Originally intended to become a bookstore, the restaurant's walls are lined with floor to ceiling shelves, which are now populated with a variety of children's toys, antiques, plants and magazines. During this Sunday brunch rush, E.L. Ruddy is packed; the crowd is as diverse as the decor.
We start with loose-leaf tea ($2.50 for the regular size) and coffee ($2.25 for the regular Americano), a warm treat in heavy ceramic mugs. The sugar is served in an antique porcelain bowl along with a tiny souvenir spoon.
All the food at E.L. Ruddy is made from scratch, and many gluten-free or vegan choices are available. This is an exciting revelation for the gluten-intolerant member of our party, who orders the soup of the day with a side of freshly baked cornbread. ($6) A Mexican vegetable medley, the autumnal broth blends a hearty mix of perfectly cooked beans and deliciously crispy pieces of carrot and celery.

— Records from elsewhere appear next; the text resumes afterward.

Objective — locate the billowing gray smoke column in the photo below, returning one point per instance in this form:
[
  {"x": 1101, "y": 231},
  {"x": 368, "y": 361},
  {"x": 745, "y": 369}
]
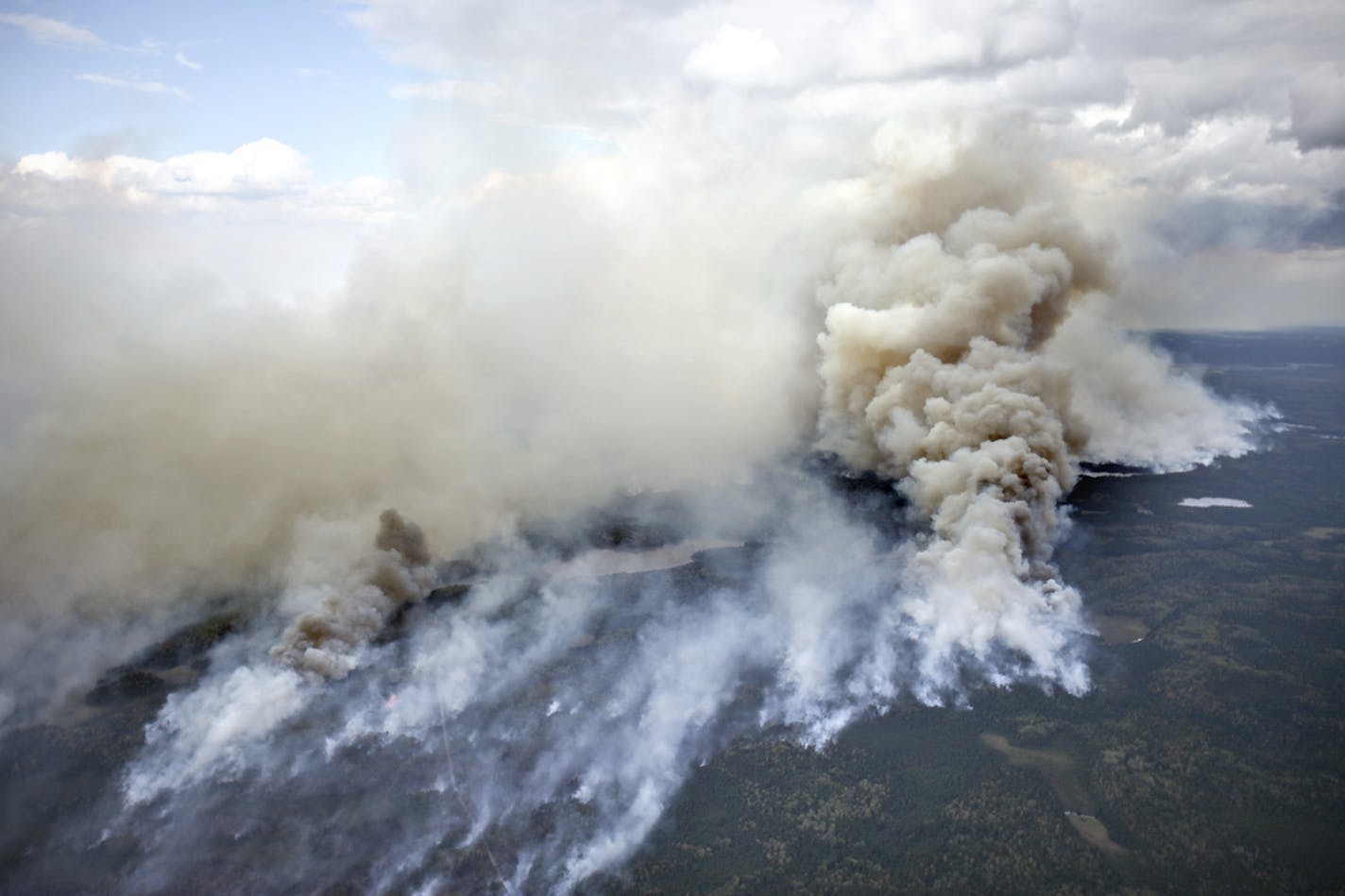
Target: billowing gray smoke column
[{"x": 952, "y": 323}]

The cafe's most popular dish is also gluten free: the Huevos Yelapa ($9) is a tasty combination of fresh salsa, cornbread, refried beans and a choice of eggs or marinated tofu. "It's inspired by a place in Mexico," says Kosikova, describing a tiny village only accessible by horseback or water taxi. "It has no cars, really lovely people and is extremely calm."
Seduced by the description, we order a portion and substitute the beans for tofu. We discover that brunch options include an appetizer, a small fruit salad pleasantly light on the usually ubiquitous melon chunks and sprinkled with pomegranate seeds.
While the Huevos are a tad overdone, the home fries instantly win the approval of the group's potato snob. The tofu is firm and tasty, the salsa is a zesty picco de gallo and a crumbly slice of freshly baked cornbread completes the meal.
The Belgian Waffles ($10) are made of spelt and come with a choice of real maple syrup or strawberries and whipped cream. We choose the latter and are presented with a dauntingly large stack of beautifully arranged pastries, sprinkled with icing sugar. Patrons at neighbouring tables gather around for a closer look. The taste does not disappoint - spelt flour gives a hearty texture to the usually fluffy breakfast and contrasts well with the light whipped cream.
E.L. Ruddy also offers lunch, a rotating selection of home-cooked staples at $8 apiece. Specials include risotto, pot pie and shepherd's pie.
Kosikova says she and cook James Ruegg often work until the early hours of the morning to tweak recipes and experiment with new ingredients. She has an endless list of ideas for the cafe, planning to add fresh jams and greeting cards to the inventory of tea and coffee items she is already selling.
"The neighbourhood people have been really welcoming," she says. "I'm very happy that it turned out the way it did." As a line-up begins to form outside, we realize we have overstayed our own welcome and cede our table to the next hungry group.
E.L. Ruddy is open Tuesday to Friday from 8 a.m. to 8 p.m., Saturday and Sunday from 9 a.m. to 8 p.m.